Overview

Enrichment is the AI-powered process that transforms raw session events into structured, verified memory items. It is the core intelligence layer of Contox, responsible for extracting factual claims from developer activity and organizing them into a usable knowledge base.

AI model selection

The default AI model is determined by your subscription plan. All paid plans can override the model per-project in Project Settings > AI Model.
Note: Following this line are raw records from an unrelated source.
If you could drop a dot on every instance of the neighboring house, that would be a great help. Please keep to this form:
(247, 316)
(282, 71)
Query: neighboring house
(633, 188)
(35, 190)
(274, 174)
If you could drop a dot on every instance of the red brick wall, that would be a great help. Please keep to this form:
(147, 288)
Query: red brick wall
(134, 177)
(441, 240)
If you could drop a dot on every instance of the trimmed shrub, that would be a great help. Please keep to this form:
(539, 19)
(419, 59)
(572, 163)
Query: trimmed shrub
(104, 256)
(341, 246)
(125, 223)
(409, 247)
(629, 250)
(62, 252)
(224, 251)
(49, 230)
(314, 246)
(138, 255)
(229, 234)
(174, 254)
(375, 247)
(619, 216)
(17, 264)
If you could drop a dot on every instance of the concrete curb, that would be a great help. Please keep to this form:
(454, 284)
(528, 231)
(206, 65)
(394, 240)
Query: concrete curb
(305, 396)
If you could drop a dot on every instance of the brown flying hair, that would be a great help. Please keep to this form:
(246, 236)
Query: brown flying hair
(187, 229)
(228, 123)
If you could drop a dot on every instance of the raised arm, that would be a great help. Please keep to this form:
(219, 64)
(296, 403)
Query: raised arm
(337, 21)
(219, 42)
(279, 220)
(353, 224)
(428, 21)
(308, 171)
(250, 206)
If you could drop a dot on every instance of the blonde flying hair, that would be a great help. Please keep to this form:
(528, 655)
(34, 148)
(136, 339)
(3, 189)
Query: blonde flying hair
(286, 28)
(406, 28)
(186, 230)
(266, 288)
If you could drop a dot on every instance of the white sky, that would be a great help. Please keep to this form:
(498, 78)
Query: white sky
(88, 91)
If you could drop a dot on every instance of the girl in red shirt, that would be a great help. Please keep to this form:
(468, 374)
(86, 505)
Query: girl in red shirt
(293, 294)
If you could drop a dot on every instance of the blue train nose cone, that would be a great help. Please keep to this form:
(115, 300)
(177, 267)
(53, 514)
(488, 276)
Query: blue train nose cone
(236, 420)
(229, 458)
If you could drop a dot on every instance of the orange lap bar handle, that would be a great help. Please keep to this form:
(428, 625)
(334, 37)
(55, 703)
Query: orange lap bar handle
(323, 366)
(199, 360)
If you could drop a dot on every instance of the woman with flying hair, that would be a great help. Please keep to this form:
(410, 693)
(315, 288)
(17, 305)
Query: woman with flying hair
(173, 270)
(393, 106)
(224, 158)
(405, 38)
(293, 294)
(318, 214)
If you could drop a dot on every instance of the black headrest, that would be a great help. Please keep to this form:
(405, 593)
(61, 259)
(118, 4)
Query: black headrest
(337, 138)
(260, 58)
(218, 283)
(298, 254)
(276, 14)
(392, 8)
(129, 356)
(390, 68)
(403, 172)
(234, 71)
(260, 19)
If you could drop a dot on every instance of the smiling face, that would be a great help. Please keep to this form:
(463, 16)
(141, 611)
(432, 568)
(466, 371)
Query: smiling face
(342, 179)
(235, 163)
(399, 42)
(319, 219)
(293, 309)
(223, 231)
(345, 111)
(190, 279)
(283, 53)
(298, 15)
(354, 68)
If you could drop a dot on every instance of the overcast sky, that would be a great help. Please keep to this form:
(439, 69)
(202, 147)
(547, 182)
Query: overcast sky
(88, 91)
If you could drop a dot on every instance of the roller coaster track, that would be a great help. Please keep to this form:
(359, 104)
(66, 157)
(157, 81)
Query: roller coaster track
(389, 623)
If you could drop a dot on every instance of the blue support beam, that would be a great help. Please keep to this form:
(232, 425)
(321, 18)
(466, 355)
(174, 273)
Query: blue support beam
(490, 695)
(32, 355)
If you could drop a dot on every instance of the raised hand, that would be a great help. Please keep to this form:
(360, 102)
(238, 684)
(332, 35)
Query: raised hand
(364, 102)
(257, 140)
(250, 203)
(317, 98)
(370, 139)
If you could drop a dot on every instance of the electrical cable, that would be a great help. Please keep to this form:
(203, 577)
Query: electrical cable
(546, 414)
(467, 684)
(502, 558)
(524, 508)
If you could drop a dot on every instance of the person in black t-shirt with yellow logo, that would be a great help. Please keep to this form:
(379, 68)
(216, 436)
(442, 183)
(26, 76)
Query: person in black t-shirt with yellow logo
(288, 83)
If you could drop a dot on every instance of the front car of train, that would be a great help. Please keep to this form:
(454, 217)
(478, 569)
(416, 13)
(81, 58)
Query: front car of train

Plan	Default	Override	Characteristics
Free	Small	Not available	Faster processing, lower token cost
Personal	Small	Small or Medium	Choose based on project needs
Team	Medium	Small or Medium	Higher quality by default
Business	Medium	Small or Medium	Same as Team
Enterprise	Medium	Small or Medium	Same as Team

Higher-tier models produce more accurate memory items with better confidence scores, but consume more credits. Free plan users see the model options but must upgrade to Personal or higher to change them.

Evidence indexing

Before AI processing begins, the enrichment pipeline indexes all evidence from the session events:

Event scanning -- All events in the session are scanned for content
Diff extraction -- Code diffs are extracted (up to 3000 characters per commit)
Summary collection -- Session summaries and change descriptions are gathered
Evidence truncation -- Large evidence blocks are truncated to 2000 characters to stay within model context limits

This indexed evidence is provided to the AI alongside the raw events.

Pre-classification

Events are pre-classified before AI processing to optimize extraction:

Events are tagged with likely categories (architecture, implementation, bug, etc.)
Related events are grouped together
Metadata (file paths, timestamps, authors) is extracted and structured

This pre-processing helps the AI model focus on extraction rather than organization.

Event chunking

Events are processed in chunks of 10. Each chunk is sent to the AI model as a single request. Chunking provides several benefits:

Keeps context window usage manageable
Allows parallel processing of independent chunks
Provides natural failure boundaries (a failed chunk does not block others)

V16 JSON schema

The AI model outputs memory items conforming to the V16 JSON schema. This schema defines:

json

{
  "items": [
    {
      "title": "string - Short descriptive title",
      "content": "string - Detailed markdown content",
      "type": "string - architecture|convention|implementation|decision|bug|todo",
      "confidence": "number - 0 to 1",
      "files": ["string - Related file paths"],
      "quote": "string - Source quote from evidence",
      "schemaKey": "string - Brain hierarchy path"
    }
  ]
}

Each field is validated against the schema. Malformed items are rejected.

Quote verification

Quote verification is a critical quality control step that rejects hallucinated memory items:

Every extracted item must include a quote field referencing specific evidence
The system programmatically verifies that the quote exists in the source evidence
Items with fabricated or inaccurate quotes are rejected
This prevents the AI from inventing facts not supported by actual session data

This mechanism significantly improves memory accuracy by ensuring every item is grounded in real evidence.

Context-aware processing

Enrichment is context-aware. The AI model receives the existing project brain as additional input:

Avoids duplication -- The model knows what already exists and avoids extracting redundant items
Maintains consistency -- New items are consistent with established conventions and architecture
Enables updates -- The model can identify when new evidence updates or supersedes existing items
Preserves structure -- Items are assigned schema keys that fit the existing brain hierarchy

Pipeline stages

After AI extraction, items pass through additional stages:

Embedding

Each extracted item is converted into a vector embedding for semantic search. These embeddings power context packs and the relevant-scope brain assembly.

Deduplication

New items are compared against existing items using both semantic similarity (embeddings) and structural matching (schema keys, titles). Duplicates are merged, with the higher-confidence version taking precedence.

Drift check

Existing brain items are evaluated against new evidence. If a new session contradicts an existing item (e.g., a technology was replaced, a convention changed), the existing item is flagged for review or automatically deprecated.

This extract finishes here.